Aos tropeços, Pedrinho tomou um banho e um café da manhã rápidos e logo se atirou, sonolento, no assento da carroça de Barnabé. Uma névoa fina permeava os jardins da Casa Grande naquele começo de manhã.

- Barnabé, meu filho, muito cuidado com esse menino, viu? - alertava mais uma vez Dona Benta. A senhorinha entregava ao peão uma sacola com alguns sanduíches e uma garrafa de suco feito especialmente para Pedrinho.

- Pode deixar, patroa. Bem antes da coruja piar a gente tá de volta, né, rapaz?

Pedrinho bocejou.

- Vão com Deus. - disse Dona Benta.

- Tchau, patroa. - respondeu Barnabé, pondo o cavalo malhado para trotar.

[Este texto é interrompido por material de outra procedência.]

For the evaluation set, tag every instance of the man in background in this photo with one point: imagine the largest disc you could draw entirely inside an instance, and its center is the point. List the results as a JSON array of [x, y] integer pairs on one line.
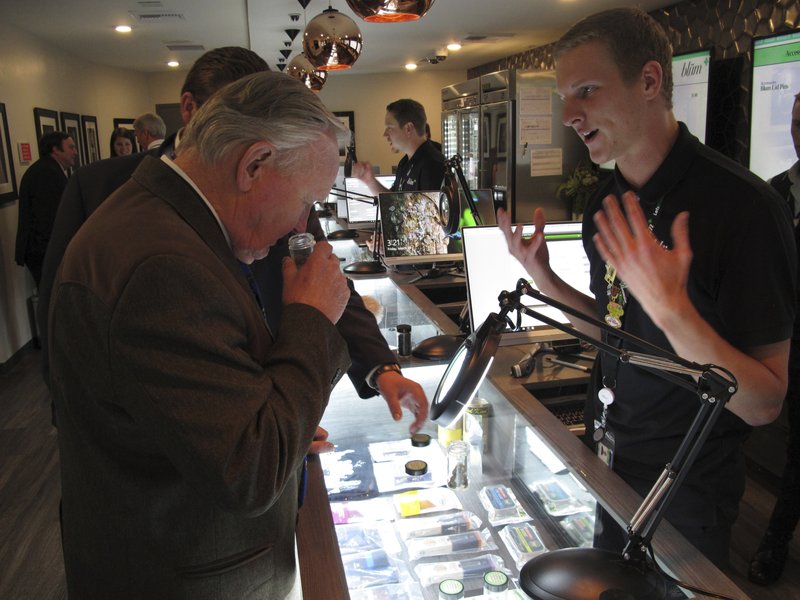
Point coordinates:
[[150, 131], [374, 366], [767, 565], [39, 196], [422, 166], [689, 251], [183, 416]]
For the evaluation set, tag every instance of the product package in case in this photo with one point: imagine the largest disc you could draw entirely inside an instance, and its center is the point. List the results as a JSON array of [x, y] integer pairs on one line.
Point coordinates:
[[502, 505], [557, 500], [580, 527], [467, 568], [447, 545], [522, 541], [438, 524], [426, 501]]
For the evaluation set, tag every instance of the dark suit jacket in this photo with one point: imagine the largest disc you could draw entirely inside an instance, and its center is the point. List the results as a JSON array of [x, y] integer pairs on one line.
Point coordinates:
[[182, 423], [39, 194], [92, 184]]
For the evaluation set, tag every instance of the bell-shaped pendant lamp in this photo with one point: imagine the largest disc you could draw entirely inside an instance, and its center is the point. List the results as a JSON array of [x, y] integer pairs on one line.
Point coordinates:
[[300, 68], [332, 41], [390, 11]]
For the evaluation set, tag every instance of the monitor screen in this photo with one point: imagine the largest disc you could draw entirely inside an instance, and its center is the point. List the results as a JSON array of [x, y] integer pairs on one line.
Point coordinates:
[[413, 230], [490, 269], [776, 80], [359, 211], [690, 90]]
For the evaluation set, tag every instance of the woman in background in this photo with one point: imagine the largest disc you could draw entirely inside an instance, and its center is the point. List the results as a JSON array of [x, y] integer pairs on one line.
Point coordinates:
[[123, 142]]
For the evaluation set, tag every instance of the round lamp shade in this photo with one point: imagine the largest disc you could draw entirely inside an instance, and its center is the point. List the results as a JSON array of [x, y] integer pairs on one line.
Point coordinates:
[[332, 41], [390, 11], [300, 68]]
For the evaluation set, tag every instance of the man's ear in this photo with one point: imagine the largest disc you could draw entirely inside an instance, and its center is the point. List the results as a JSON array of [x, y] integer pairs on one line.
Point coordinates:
[[188, 107], [251, 167], [652, 78]]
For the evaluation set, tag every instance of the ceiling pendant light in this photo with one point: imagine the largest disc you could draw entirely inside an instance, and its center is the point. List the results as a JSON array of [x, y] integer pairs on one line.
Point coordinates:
[[390, 11], [300, 68], [332, 41]]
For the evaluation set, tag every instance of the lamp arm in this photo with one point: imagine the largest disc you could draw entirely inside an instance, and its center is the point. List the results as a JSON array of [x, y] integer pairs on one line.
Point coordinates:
[[713, 385]]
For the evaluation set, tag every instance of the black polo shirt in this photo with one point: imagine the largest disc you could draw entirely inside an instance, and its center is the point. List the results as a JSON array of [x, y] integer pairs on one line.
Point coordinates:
[[742, 282], [423, 171]]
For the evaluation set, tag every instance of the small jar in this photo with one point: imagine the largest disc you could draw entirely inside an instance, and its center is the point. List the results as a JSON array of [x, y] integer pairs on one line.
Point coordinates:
[[404, 340], [300, 247], [451, 589], [458, 465], [495, 584]]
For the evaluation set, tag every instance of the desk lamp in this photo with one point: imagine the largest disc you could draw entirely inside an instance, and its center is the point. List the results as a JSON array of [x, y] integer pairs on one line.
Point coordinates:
[[443, 347], [362, 267], [592, 573]]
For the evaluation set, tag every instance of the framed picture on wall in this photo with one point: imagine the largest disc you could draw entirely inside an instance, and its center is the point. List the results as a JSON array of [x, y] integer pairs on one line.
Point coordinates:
[[91, 138], [46, 120], [8, 179], [127, 123], [71, 124], [347, 117]]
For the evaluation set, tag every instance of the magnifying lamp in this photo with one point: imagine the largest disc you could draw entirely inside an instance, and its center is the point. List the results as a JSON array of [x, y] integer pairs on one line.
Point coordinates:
[[592, 573]]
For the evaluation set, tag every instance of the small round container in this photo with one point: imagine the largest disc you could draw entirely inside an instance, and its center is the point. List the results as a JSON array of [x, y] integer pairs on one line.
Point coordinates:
[[451, 589], [495, 584], [404, 340], [416, 467], [420, 440], [300, 247], [457, 465]]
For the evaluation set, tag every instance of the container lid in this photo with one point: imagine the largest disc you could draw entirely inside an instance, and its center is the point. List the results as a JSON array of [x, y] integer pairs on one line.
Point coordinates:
[[420, 440], [451, 589], [416, 467], [495, 581]]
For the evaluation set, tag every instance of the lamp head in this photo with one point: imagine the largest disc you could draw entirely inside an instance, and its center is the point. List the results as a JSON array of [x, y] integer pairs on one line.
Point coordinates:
[[466, 371]]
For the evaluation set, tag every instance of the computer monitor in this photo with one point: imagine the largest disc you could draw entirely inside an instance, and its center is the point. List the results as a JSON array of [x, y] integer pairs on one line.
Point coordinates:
[[413, 230], [360, 213], [776, 80], [490, 269]]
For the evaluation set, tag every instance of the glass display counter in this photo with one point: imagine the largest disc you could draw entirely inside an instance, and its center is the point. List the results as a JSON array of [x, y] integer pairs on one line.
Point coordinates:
[[532, 487]]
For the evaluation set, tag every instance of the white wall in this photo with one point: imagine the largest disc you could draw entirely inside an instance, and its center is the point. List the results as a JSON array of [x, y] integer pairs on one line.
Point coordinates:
[[35, 74], [368, 95], [32, 73]]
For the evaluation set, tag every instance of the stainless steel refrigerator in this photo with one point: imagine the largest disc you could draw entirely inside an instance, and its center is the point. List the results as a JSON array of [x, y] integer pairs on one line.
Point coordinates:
[[525, 150], [460, 126]]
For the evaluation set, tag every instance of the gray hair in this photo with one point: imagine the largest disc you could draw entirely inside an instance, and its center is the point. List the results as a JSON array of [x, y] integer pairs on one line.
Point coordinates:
[[632, 37], [152, 124], [268, 106]]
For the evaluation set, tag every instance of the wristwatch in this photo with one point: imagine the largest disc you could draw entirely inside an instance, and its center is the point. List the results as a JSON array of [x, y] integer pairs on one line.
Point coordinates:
[[372, 381]]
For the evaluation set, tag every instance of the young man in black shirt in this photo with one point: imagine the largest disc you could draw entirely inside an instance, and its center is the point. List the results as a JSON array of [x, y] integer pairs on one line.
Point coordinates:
[[689, 251], [422, 167]]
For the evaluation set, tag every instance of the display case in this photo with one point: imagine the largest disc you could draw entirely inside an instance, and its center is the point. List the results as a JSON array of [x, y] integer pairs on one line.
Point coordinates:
[[532, 486]]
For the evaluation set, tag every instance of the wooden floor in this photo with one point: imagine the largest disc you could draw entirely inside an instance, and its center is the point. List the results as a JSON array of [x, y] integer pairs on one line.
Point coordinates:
[[30, 552]]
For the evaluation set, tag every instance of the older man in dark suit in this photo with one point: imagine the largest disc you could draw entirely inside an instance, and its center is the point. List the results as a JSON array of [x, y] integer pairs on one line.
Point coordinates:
[[374, 367], [39, 194], [183, 417]]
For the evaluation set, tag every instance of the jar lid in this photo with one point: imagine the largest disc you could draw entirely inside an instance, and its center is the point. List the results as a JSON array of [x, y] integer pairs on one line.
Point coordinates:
[[451, 589], [495, 581], [416, 467], [420, 440]]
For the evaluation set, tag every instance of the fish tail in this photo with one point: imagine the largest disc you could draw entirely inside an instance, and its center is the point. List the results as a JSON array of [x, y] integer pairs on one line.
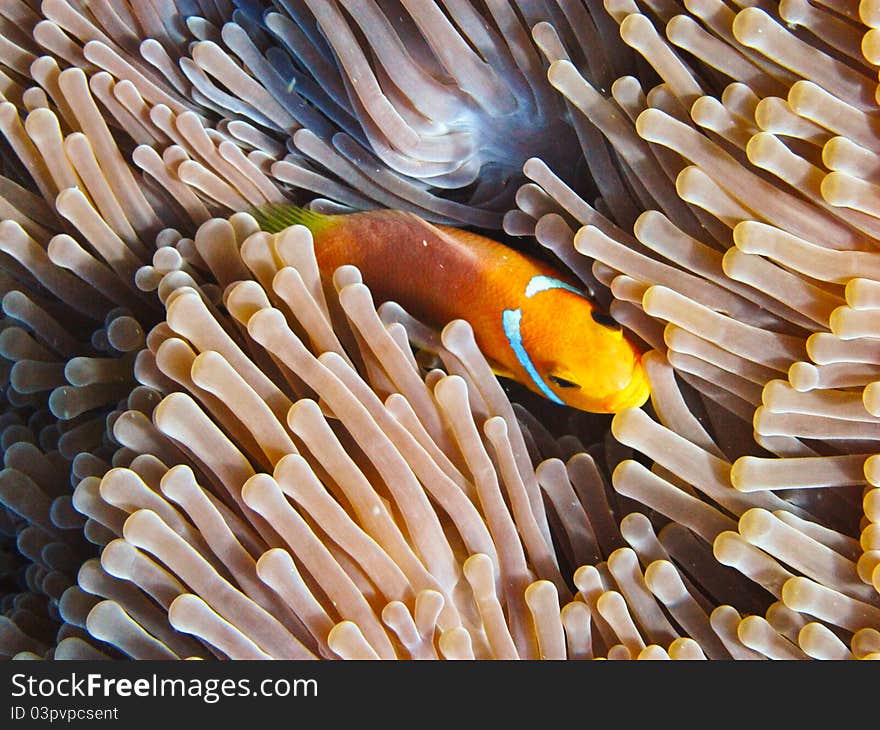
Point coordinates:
[[275, 217]]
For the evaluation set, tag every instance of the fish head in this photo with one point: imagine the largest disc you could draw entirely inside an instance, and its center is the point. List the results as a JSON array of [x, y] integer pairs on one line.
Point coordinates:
[[580, 356]]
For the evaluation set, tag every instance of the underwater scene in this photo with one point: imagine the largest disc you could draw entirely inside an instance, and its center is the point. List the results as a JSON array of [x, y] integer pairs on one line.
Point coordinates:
[[439, 329]]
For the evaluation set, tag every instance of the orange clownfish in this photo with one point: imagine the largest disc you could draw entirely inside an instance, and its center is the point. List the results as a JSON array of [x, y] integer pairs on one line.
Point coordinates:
[[532, 322]]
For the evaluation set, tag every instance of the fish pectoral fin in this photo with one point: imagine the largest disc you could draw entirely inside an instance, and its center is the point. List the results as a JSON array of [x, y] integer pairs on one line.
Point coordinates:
[[500, 370]]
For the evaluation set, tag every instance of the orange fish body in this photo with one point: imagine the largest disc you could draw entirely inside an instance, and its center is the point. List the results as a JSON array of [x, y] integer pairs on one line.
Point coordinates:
[[530, 320]]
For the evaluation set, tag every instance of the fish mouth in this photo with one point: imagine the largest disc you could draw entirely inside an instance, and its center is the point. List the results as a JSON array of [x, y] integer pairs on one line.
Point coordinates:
[[635, 394]]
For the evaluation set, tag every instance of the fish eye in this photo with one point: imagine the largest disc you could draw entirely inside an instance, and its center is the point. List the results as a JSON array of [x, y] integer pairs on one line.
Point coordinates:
[[606, 320], [562, 382]]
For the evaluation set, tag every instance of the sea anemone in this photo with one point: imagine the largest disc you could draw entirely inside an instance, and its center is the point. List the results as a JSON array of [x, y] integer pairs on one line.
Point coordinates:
[[210, 451]]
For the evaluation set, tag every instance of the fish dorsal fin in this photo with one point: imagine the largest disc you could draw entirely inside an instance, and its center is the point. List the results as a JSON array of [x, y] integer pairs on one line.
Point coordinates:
[[275, 217]]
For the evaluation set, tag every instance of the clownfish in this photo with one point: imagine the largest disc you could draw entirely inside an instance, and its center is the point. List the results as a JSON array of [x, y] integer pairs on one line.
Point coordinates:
[[533, 323]]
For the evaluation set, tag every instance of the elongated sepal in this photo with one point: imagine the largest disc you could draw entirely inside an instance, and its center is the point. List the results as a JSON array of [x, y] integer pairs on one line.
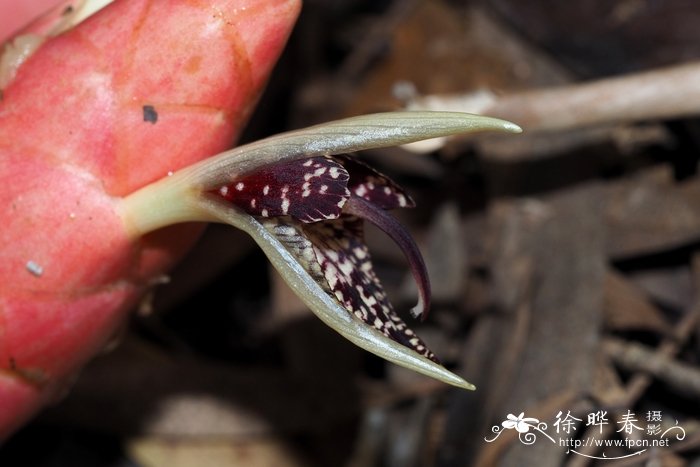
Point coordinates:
[[191, 195], [325, 307], [169, 200], [338, 137]]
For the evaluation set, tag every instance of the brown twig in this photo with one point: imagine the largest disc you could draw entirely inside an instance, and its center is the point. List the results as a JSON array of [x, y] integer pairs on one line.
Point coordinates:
[[664, 93]]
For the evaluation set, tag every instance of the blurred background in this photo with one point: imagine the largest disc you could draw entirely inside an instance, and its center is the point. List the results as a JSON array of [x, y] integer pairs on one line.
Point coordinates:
[[564, 261]]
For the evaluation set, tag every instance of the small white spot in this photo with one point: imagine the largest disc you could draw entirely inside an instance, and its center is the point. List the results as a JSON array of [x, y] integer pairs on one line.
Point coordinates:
[[360, 253], [333, 256], [34, 268]]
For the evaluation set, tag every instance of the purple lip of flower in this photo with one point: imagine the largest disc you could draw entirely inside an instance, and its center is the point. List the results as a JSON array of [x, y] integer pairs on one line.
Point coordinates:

Pedrinho olhou para trás, esperando pela chance de despedir-se de Narizinho. Pelo que conhecia dela ainda devia estar no quinto sono, mas ao menos seu gesto serviu para lembrar Pedrinho de algo importantíssimo.

- Dona Benta! - gritou ele, despertando-se subitamente.

Barnabé parou a carroça e Pedrinho saltou.

- O que foi, meu filho? - perguntou Dona Benta, preocupada.

- A senhora pode me emprestar um cruzeiro? Prometo que minha mãe paga depois. É que eu quero comprar uma lembrança pra Narizinho.

Dona Benta sorriu. - Claro, Pedrinho. Não tenho dinheiro aqui comigo, mas quando o Barnabé recolher os pagamentos nas vendas ele te dá um cruzeiro-novo, novo, viu, porque com um cruzeiro você não compra nadinha.

Pedrinho não entendeu o que queria dizer Dona Benta, mas ficou satisfeito mesmo assim.

- Ouviu, Barnabé? Não esquece de pagar seu ajudante. - Dona Benta deu-lhe uma piscadela.

Pedrinho tornou a montar na carroça, agora pronto para partir. Antes que Barnabé os conduzisse para a estrada de terra, contudo, o menino olhou uma última vez para trás. Para sua decepção, não havia mais ninguém no jardim além de Dona Benta, que agora já retornava para as escadarias da Casa Grande.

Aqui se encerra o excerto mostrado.